Seguindo como se fosse por uma cartilha, temos acompanhado o que já era absolutamente esperado. Após sucessivas notícias sobre quebras no sistema financeiro, agora são os balanços trimestrais de grandes empresas globais, divulgados diariamente, que mostram os efeitos das crise no segmento industrial.

No rastro dos resultados são divulgados também os planos. Aqueles esperados pelos acionistas e investidores, as ações que visam reestruturar as operações na busca de equilíbrio ante o novo cenário. Fechamento de fábricas, cortes de pessoal, adiamento de projetos, redução nos investimentos. Enfim, tudo dentro do previsto.

“Rezando” pela cartilha da redução no nível de atividade econômica, que busca por um novo patamar de estabilização, não se pode eliminar a possibilidade de um segundo momento de dificuldades no segmento que iniciou todo o processo, o financeiro, completando assim o primeiro estágio, o tal movimento cíclico.

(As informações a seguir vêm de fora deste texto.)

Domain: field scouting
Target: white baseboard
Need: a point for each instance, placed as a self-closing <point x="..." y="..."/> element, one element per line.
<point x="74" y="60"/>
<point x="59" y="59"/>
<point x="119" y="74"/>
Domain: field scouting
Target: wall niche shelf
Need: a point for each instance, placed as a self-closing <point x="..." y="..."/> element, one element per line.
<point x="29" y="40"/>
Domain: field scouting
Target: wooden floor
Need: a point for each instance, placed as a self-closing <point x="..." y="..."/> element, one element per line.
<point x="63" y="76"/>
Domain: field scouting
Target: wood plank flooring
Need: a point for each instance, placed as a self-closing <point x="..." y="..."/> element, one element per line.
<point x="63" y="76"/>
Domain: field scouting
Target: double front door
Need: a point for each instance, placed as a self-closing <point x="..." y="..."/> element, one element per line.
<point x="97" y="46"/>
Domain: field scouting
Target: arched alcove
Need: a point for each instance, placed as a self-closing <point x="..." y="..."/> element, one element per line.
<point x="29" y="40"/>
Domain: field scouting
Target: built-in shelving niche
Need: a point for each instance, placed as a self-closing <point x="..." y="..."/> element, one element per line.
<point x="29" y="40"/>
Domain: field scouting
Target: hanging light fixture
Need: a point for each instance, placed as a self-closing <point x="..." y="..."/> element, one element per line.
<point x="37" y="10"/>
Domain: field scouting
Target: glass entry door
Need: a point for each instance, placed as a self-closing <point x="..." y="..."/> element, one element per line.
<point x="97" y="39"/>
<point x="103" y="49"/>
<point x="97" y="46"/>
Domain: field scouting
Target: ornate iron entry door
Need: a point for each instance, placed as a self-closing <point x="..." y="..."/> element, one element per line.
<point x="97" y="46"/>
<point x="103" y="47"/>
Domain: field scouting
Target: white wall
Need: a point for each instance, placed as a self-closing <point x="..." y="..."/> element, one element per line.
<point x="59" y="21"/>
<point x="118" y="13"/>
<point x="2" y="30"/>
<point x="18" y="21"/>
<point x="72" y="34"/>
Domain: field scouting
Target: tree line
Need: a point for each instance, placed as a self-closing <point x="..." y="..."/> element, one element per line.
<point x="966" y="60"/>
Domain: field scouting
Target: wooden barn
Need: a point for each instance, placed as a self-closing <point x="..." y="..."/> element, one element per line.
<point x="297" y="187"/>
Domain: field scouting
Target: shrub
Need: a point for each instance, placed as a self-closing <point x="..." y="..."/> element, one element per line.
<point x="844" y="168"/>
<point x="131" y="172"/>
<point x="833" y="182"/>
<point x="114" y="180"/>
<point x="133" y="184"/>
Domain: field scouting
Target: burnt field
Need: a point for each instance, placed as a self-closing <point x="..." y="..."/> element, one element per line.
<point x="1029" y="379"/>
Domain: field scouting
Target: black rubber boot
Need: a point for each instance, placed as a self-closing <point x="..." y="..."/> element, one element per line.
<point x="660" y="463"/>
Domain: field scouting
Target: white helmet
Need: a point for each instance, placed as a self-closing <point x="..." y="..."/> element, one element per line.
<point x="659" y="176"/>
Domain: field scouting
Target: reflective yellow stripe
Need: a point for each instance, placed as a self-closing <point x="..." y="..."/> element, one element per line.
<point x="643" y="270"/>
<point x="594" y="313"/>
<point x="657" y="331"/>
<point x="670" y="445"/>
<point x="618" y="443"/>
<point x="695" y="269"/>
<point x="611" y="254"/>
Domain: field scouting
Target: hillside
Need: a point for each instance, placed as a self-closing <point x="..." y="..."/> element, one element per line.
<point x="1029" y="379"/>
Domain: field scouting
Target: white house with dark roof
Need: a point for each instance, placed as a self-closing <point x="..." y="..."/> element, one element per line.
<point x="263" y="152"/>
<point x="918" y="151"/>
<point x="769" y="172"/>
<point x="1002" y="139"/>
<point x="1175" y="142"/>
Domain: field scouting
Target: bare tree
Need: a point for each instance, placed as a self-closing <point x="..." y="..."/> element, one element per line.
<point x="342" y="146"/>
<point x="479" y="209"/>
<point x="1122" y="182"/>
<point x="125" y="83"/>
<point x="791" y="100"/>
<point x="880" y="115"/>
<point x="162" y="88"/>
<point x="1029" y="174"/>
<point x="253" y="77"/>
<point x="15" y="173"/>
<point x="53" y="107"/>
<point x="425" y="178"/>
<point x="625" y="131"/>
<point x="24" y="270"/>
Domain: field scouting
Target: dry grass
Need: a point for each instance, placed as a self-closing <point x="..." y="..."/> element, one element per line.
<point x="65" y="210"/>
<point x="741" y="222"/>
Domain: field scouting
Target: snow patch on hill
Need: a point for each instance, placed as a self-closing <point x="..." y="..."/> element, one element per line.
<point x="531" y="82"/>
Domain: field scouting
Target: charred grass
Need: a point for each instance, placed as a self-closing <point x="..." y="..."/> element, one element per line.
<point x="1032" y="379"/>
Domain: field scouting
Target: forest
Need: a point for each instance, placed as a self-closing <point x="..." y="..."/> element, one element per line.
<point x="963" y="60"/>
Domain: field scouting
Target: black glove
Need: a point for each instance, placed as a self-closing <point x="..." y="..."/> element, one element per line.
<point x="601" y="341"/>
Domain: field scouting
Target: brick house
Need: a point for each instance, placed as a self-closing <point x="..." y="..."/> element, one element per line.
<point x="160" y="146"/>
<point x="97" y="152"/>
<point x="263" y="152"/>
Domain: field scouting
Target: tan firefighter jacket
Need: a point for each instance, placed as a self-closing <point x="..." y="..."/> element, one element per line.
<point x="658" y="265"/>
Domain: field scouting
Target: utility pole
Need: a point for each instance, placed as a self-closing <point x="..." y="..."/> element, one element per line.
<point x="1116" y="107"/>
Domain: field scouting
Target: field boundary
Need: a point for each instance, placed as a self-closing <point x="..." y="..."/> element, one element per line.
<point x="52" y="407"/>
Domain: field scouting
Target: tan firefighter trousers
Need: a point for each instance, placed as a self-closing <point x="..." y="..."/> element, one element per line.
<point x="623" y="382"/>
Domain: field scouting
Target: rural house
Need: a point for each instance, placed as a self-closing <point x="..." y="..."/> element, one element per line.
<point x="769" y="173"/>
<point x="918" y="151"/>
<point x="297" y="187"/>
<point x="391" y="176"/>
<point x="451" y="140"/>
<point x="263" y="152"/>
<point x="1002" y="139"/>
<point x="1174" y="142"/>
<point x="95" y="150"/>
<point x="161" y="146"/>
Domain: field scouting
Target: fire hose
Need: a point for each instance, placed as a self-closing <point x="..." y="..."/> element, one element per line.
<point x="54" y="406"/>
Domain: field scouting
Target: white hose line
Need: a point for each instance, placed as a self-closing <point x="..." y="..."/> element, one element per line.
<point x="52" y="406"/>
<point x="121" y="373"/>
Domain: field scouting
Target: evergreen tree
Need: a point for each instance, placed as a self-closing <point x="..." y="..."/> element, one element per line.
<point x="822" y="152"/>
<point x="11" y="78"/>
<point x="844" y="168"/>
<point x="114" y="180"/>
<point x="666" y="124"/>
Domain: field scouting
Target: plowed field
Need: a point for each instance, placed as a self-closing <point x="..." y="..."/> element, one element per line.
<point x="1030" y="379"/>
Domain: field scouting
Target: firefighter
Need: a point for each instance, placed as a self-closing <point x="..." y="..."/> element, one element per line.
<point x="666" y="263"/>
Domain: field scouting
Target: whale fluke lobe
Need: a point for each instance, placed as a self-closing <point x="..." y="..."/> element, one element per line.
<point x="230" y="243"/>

Tentando interromper este processo, caracterizado como uma espiral descendente, e evitar sua auto alimentação, planos e medidas têm sido adotados. Porém, surge um novo risco.

Entre as medidas aparece um “pequeno pecado”, digamos assim, que pode eliminar um dos principais pilares da aceleração do desenvolvimento mundial que experimentamos nos últimos tempos. O protecionismo.

A convergência de diversos fatores que passam por demandas da sociedade, interesses de segmentos, classes, etc, podem conduzir para a adoção de medidas que contribuam para o perigoso retrocesso das atividades comerciais pelo mundo afora.

No Brasil, já vivemos sob os efeitos do protecionismo por muitos anos e conhecemos os resultados em detalhes. Ao longo do tempo, por seu caráter que inicialmente é temporário e acaba se tornando permanente, acaba servindo à proteção da ineficiência e eliminando oportunidades.

Sim, oportunidades, já que o comércio (fluxo de capital) é como o vento. Só entra por onde pode também sair e se não houver caminho livre, não existe fluxo algum.

Porém, resta ainda uma boa chance. Alguns líderes já tomam a bandeira do “não” com o entendimento de que esta não seria a saída. Mas no final das contas não sabemos até onde as filas nos guichês (cada vez maiores) do seguro social de seus países pode falar mais alto.

Um ponto é certo, se no início de todo esse processo era unânime a necessidade de discutir uma nova ordem para o sistema financeiro internacional, agora temos no mínimo mais um assunto em pauta. A manutenção dos canais de comércio internacional.

Fica a grande dúvida. A espiral, aquela que falamos mais acima, é cônica e estaríamos próximos de seu final ou será cilíndrica, sem a menor previsão de onde ela vai nos levar?

Entre dúvidas e incertezas, restam todas.